Binaural recording and mixing techniques strive to create a 3D stereo sound sensation for the listener, mimicking the natural hearing process. Binaural recordings capture sound as the human ears perceive it, with interaural time and level differences intact. In binaural mixing, audio engineers leverage software tools and plugins to replicate or simulate this natural hearing experience, even if the original recordings were not captured binaurally.


Technological Advancements: Software and Tools

Technological advancements have fostered the development of software tools that facilitate the exploration and manipulation of psychoacoustic principles in mixing.
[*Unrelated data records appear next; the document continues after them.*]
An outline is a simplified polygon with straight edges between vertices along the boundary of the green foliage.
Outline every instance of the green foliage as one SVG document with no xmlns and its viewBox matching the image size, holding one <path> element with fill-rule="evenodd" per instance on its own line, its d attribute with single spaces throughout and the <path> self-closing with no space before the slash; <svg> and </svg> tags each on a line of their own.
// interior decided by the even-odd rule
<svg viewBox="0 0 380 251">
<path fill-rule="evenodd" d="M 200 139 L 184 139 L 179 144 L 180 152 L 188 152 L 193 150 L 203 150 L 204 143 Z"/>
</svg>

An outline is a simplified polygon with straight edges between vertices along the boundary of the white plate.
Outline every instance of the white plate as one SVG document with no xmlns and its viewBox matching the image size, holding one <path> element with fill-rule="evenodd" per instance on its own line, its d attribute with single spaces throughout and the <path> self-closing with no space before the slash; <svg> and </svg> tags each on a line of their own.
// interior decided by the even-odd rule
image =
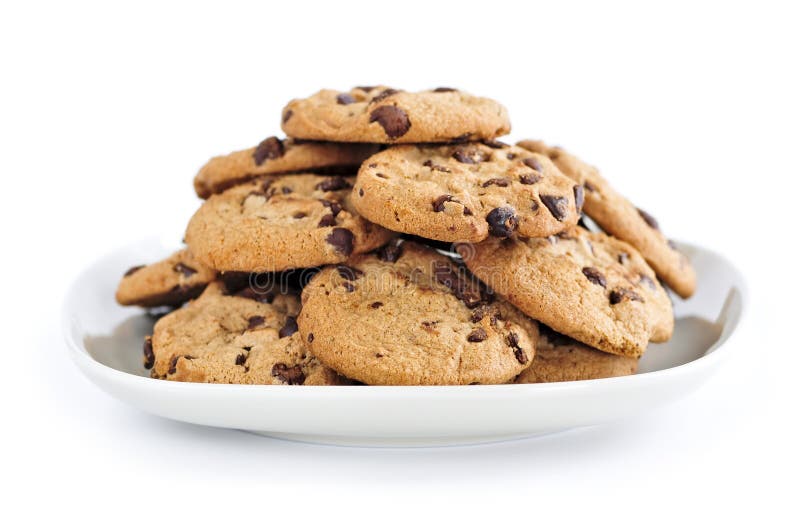
<svg viewBox="0 0 800 532">
<path fill-rule="evenodd" d="M 251 386 L 154 380 L 142 367 L 153 319 L 114 302 L 122 273 L 170 251 L 156 240 L 107 256 L 75 281 L 64 304 L 72 358 L 110 395 L 157 416 L 281 438 L 355 445 L 507 440 L 647 412 L 700 386 L 735 349 L 742 275 L 723 257 L 683 245 L 697 294 L 675 302 L 675 334 L 653 344 L 629 377 L 493 386 Z"/>
</svg>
Software like Audacity can be used to edit and manipulate audio files to create binaural beats, which the brain perceives as a third tone, which is the mathematical difference between two tones. Additionally, BHeare software leverages the auralization program EASE to recreate room acoustics and simulate binaural mixes in a particular space.
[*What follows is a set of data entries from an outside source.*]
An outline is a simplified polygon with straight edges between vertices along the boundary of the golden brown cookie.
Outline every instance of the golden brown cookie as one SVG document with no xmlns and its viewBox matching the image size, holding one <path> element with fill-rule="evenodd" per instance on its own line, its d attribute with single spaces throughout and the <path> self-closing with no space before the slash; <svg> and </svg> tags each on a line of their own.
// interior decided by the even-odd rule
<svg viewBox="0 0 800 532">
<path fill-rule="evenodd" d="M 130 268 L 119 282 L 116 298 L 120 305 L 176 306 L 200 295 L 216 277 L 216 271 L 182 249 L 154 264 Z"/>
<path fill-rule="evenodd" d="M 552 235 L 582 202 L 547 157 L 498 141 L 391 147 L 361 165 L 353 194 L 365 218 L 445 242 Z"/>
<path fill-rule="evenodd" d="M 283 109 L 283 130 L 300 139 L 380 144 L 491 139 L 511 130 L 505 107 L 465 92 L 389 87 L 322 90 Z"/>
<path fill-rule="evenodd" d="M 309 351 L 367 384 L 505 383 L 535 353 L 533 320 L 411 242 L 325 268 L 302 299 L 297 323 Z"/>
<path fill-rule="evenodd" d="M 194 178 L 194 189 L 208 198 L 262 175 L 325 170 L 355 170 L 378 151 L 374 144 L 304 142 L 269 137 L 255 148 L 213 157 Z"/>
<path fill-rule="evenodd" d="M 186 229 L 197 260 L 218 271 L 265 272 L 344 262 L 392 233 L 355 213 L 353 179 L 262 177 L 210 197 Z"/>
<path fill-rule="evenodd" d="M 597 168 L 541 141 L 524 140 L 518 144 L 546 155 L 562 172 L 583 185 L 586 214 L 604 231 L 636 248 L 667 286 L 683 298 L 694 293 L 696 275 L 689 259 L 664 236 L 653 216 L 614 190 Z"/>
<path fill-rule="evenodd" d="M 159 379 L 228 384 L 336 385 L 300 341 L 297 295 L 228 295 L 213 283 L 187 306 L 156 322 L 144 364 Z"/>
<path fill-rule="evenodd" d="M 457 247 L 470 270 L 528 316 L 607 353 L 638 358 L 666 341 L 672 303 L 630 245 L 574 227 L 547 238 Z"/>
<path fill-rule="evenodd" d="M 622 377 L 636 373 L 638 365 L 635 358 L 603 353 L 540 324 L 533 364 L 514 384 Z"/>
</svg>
Furthermore, various software tools and plugins like Waves Nx, dearVR pro, and others enable mix engineers to create binaural mixes. These tools often come with HRTF filters, spatialization algorithms, and other features that allow engineers to manipulate a sound’s spatial characteristics, creating a realistic three-dimensional auditory experience.


Ambisonics

Ambisonics is a full-sphere surround sound technique that allows periphonic (including height) sound reproduction. While not strictly binaural, Ambisonics can be decoded to binaural for headphone listening, allowing for an immersive 3D sound experience. Mixing in Ambisonics requires a different approach than traditional stereo or surround mixing, and tools like the Facebook Spatial Workstation or Ambi Head HD plugin enable mix engineers to work in this expansive sound field.


Conclusion

These domains of psychoacoustics offer a fascinating dive into the interplay between the physical properties of sound, the human auditory system, and the emotional response elicited by different auditory experiences. Applying these psychoacoustic principles in mixing not only enhances the technical quality of the mix but also elevates emotive communication and the overall listening experience, making them indispensable tools in the hands of adept mix engineers.